Bruno Mattéi, ancien professeur de philosophie à l'école normale et à l'IUFM de Douai n'est plus. Hommage lui est rendu par son ami dans le journal "Libération"

Bruno Mattéi : un juste est mort


Par Jean-François REY , Professeur honoraire de philosophie — 26 novembre 2019 à 18:39Membre fondateur de «Libération», il était homme de «fraternité» qu’il pensa en philosophe, mais surtout qu’il pratiqua avec tous ceux qui vivaient dans les marges de la grande pauvreté, de l’ignorance et du mépris social.


Tribune.

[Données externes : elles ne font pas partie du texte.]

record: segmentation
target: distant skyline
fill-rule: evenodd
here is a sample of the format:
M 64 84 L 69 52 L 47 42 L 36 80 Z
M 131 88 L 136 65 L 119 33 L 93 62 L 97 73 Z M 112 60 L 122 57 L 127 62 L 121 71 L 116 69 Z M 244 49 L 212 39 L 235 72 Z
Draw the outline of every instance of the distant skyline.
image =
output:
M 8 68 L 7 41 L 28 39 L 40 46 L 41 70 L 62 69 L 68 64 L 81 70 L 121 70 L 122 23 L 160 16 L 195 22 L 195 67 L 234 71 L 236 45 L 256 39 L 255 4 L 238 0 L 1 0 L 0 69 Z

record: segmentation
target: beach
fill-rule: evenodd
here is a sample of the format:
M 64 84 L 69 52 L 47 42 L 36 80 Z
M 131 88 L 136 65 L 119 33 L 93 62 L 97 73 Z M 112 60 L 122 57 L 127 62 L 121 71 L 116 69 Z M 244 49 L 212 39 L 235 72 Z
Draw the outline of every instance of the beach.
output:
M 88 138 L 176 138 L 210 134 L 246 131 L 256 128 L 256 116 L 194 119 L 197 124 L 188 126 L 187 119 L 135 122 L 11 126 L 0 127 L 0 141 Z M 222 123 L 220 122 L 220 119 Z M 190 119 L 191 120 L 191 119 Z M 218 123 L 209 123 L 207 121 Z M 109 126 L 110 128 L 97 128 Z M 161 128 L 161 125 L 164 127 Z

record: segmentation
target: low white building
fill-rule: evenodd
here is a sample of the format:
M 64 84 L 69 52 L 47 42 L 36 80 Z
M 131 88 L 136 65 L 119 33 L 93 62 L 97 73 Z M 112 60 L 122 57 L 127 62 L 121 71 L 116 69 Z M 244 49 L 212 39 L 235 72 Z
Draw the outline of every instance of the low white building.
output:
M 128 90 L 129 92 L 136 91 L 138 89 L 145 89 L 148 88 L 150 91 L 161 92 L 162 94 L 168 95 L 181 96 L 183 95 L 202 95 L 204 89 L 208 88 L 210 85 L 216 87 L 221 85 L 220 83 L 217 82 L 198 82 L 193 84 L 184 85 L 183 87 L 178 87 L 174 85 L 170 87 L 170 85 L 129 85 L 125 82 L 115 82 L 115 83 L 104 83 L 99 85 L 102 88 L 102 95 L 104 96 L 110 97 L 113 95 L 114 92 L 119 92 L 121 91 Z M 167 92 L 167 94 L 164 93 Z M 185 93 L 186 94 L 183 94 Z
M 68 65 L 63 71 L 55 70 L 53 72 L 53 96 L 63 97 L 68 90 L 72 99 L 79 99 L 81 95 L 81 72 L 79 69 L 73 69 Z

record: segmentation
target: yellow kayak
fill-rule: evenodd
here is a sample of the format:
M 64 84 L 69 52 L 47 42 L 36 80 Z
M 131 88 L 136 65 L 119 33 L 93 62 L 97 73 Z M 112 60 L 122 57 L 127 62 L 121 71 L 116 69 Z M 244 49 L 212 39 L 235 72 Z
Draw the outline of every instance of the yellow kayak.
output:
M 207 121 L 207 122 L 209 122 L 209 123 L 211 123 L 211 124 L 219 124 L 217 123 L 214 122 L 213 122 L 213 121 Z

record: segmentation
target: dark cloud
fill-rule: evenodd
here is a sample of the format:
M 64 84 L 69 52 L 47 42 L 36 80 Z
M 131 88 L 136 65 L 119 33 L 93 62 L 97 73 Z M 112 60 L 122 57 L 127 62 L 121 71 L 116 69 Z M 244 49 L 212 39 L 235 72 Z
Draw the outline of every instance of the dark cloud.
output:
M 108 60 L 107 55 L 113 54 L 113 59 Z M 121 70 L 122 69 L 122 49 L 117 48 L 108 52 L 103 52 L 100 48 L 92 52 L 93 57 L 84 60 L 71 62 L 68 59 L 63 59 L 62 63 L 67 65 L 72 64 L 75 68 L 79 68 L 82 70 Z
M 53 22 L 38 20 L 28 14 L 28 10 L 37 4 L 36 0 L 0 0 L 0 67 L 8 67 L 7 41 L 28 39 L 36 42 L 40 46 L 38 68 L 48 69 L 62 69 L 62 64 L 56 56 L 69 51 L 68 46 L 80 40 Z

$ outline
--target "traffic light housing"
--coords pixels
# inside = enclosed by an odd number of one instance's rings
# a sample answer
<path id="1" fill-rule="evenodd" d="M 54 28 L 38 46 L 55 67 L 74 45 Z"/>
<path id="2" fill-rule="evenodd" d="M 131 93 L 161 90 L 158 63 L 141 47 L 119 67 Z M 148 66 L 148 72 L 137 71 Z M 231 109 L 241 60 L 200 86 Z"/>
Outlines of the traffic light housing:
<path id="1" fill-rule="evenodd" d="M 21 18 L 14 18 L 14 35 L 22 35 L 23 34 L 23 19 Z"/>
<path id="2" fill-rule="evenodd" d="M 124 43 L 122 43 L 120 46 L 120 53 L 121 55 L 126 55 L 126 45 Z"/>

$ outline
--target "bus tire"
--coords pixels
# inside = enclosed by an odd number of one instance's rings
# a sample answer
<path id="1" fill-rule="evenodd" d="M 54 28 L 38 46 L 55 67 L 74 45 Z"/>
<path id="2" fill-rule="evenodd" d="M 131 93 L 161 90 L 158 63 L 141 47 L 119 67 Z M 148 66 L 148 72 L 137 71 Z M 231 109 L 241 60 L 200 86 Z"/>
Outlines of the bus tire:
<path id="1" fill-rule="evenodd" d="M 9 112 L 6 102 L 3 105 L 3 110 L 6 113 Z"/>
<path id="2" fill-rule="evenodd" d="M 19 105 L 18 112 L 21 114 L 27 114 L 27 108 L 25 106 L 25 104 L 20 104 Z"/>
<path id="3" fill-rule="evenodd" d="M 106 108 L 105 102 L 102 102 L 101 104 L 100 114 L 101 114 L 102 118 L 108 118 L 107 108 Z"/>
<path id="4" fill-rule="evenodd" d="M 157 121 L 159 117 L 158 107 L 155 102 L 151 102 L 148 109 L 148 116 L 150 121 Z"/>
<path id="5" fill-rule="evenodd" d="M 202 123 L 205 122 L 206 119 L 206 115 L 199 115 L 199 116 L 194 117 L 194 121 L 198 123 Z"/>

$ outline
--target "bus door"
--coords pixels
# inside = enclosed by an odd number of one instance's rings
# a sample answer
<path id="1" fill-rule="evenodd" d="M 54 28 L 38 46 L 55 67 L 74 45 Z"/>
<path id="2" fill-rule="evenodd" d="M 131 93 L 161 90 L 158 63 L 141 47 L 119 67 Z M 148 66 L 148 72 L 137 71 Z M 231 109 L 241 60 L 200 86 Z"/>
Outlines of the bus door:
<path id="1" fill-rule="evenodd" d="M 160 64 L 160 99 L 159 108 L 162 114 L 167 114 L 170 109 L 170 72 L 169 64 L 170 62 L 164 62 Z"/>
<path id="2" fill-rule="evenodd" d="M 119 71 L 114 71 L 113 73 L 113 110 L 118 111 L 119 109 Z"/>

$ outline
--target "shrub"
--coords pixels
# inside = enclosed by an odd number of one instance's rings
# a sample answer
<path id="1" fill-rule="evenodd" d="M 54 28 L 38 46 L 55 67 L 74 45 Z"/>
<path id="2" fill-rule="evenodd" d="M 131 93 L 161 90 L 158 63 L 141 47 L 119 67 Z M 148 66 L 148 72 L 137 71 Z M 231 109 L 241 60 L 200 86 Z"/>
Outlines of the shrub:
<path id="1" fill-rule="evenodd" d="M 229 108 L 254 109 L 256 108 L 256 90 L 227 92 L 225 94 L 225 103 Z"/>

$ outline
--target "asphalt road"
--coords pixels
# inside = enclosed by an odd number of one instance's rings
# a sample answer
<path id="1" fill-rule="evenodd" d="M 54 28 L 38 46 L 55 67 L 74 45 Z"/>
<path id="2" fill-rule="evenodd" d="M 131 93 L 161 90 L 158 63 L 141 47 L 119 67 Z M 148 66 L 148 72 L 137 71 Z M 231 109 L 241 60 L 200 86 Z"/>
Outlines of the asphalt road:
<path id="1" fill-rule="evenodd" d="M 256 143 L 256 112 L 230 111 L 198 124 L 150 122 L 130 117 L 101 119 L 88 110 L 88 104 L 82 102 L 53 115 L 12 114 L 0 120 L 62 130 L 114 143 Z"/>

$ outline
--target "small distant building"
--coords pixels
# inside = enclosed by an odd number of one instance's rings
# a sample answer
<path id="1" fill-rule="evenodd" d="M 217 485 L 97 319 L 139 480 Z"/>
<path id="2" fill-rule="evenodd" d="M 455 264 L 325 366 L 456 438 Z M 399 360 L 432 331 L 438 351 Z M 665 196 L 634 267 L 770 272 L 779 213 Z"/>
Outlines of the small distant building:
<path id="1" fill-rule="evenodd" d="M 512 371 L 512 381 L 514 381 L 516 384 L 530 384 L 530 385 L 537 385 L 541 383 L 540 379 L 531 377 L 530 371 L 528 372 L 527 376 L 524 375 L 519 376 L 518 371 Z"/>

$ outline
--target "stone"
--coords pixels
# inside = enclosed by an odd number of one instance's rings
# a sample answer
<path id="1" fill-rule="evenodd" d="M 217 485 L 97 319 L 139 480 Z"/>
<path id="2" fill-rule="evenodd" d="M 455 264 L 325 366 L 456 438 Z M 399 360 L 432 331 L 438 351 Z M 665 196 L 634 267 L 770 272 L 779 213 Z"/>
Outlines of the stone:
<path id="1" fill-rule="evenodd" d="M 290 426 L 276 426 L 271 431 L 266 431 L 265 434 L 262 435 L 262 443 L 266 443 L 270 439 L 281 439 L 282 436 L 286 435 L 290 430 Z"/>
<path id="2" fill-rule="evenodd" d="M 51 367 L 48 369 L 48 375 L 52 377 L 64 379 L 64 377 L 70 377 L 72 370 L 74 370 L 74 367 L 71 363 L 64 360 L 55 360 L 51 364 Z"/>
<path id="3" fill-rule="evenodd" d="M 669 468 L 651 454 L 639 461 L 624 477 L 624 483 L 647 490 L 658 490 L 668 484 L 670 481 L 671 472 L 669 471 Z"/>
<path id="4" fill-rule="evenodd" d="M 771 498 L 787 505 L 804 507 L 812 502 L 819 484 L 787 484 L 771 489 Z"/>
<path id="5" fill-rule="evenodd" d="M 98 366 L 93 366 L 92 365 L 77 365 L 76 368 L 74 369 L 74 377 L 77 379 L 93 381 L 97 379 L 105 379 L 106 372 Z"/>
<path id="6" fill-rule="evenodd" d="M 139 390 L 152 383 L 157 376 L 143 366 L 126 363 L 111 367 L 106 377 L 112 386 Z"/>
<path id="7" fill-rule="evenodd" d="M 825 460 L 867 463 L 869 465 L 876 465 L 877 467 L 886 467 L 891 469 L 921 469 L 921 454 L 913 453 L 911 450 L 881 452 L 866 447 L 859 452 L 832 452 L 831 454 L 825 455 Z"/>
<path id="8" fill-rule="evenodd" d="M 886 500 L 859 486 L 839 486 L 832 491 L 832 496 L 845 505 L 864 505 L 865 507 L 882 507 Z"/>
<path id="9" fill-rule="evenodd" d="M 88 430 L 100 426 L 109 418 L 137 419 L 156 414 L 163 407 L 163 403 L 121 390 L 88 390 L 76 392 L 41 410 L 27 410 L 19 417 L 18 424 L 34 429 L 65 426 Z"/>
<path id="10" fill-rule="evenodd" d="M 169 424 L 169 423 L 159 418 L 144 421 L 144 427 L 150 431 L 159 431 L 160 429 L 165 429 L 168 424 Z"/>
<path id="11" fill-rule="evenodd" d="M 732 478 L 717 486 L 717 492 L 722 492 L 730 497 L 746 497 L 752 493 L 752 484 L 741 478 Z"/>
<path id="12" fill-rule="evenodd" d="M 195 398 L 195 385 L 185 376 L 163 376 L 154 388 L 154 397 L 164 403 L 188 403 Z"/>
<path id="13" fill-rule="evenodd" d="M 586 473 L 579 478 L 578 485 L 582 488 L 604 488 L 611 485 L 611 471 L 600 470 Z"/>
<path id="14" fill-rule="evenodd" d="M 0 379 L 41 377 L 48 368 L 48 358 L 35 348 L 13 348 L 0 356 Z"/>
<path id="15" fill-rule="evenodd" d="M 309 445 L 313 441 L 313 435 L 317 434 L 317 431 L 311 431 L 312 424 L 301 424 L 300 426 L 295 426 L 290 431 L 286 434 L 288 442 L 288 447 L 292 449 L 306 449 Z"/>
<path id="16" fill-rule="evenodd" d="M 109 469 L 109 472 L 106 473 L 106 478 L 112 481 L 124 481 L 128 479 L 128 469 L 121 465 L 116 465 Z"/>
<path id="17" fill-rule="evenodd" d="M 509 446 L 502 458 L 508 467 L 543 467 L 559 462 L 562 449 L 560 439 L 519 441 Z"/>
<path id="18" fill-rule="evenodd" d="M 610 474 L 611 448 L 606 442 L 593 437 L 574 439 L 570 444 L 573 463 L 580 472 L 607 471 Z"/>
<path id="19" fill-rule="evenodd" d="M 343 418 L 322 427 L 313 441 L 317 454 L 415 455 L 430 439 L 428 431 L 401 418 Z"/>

Un philosophe peut très bien décider que la vie, sa vie, n’est pas une carrière et que l’excellence n’est pas l’alpha et l’oméga d’une vie «réussie». Pour Bruno Mattéi, qui nous a quittés il y a quelques jours, c’était une conviction profonde. Né en 1943, il était de la fraction de la génération des années 68 proche des grandes écoles. Son diplôme d’études supérieures consacré à Spinoza était tenu pour exemplaire. Il circulait parmi les khâgneux et atterrit sur le bureau de Lacan, qui invita son auteur à s’entretenir de Spinoza avec lui. N’importe qui à sa place aurait fondé là-dessus une réputation, une carrière universitaire et éditoriale. Ce ne fut pas le choix de Bruno Mattéi. Il fut professeur de philosophie dans les Ecoles normales d’instituteurs, puis les IUFM. De Paris, il partit s’installer dans les cités minières du Pas-de-Calais, moins pour s’y «établir» que pour vivre au milieu des corons et être au plus près des gens des mines, à qui il consacra plusieurs ouvrages.
C’est là, dans le contexte de l’affaire tragique de Bruay-en-Artois, qu’il fomenta avec Serge July et quelques autres la création d’un journal «sans patrons ni publicité» : Libération. Bruno Mattéi en fut le correspondant pour le Nord pendant plusieurs années. Mais il restera pour tous ceux qui l’ont connu l’homme de la «fraternité» qu’il pensa en philosophe, mais surtout qu’il pratiqua avec tous ceux qui vivaient dans les marges de la grande pauvreté, de la précarité, objets de l’ignorance et du mépris social. Ses compagnons, il les retrouvait dans l’association ATD-Quart monde ou à l’Université populaire et citoyenne de Roubaix. Membre de Citéphilo à Lille, il était l’un des rares à pouvoir relayer auprès de ses collègues cette fraternité généreuse et cette voix des sans-voix. Lorsqu’il nous arrivait d’évoquer Spinoza, il me confia un jour tout le prix qu’il attachait à la sobre et magnifique proposition : «Ne pas admirer, ne pas mépriser. Mais comprendre.»

Pour Bruno Mattéi, comprendre n’était pas d’abord le fruit d’une «synthèse de l’entendement», mais le résultat d’une enquête et d’un compagnonnage fraternel avec tous ceux que notre société rejette et ne veut pas voir.